When the day arrived, all the kids in the compound were gathered together and began the long march around the property following the instructions on the map. As this was going on, we loaded the treasure chest onto our boat and headed across the lake to Snake Island, alternately known as Treasure Island. This weekend it was Treasure Island. We had buried it under some branches and leaves and headed back to the shore.

When we got there, there was a small army of kids dressed in as pirates, with kerchiefs covering some heads and eye patches dotting a few faces. They had their trusty swords at the ready and were gathered around their Jolly Roger standard awaiting us. As we walked up to them they used their swords to point to the island as their next destination as mandated by their map. We rounded up all the spare boats that we could and loaded everyone on board.

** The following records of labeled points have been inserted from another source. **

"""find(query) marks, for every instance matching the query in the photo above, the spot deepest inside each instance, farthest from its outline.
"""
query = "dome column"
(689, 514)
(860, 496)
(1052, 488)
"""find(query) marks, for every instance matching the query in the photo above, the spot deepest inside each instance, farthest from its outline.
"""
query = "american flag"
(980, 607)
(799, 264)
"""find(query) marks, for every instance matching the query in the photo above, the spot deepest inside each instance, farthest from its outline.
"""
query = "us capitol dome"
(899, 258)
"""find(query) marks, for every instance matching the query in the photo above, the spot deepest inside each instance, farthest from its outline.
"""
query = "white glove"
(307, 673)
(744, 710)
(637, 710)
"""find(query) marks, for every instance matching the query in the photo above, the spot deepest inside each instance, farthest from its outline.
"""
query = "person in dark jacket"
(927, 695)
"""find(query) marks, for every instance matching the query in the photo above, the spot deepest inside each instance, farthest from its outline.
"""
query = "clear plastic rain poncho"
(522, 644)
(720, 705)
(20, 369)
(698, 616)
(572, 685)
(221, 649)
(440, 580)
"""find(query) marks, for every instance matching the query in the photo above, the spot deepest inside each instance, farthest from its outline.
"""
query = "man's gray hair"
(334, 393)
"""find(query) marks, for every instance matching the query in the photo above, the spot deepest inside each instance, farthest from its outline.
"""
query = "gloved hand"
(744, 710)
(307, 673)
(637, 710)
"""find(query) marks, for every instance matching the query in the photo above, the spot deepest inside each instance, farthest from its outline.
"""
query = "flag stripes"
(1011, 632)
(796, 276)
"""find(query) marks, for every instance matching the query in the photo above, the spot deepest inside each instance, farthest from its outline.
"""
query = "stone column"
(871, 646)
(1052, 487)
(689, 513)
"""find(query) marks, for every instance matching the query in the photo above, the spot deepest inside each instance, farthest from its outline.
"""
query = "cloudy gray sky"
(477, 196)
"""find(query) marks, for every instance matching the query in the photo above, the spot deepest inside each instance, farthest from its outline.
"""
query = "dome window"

Once on the island, everyone was gathered together and the clues were read aloud. Everyone walked to a clearing in the center of the island where the older kids saw the pile of branches and moved them away to reveal the hidden chest. As the kids murmured excitedly and gathered closer, the lid was raised. What followed was not expected at all. The group of children fell into a stunned silence as they saw the opened chest which overflowed with candies and toys. That lasted for maybe a few seconds before they all exploded in a massive scramble for the treats.

That treasure chest in the intervening years has sat unused in a storage area until that night a few months ago. Again it was filled to the rim with treats but with an added ghostly hand reaching out of the candies beseeching the young trick-or-treaters to beware. When the evening was over and the lid closed on the treasure chest once more, Stephanie had sheathed her sword and argh’d her last argh for the night. She started to smile and told us that although she was only two the summer of the Great Treasure Hunt of Grippen Lake, it was probably the fondest and most distinct memory she has had of her childhood.

So maybe that is what forms our lasting memories. Traumas, tragedies and historical events and sometimes even scrunching your eyes together to remember a precise moment in time - all can give you those memories, but often the ones that stay with you just happen.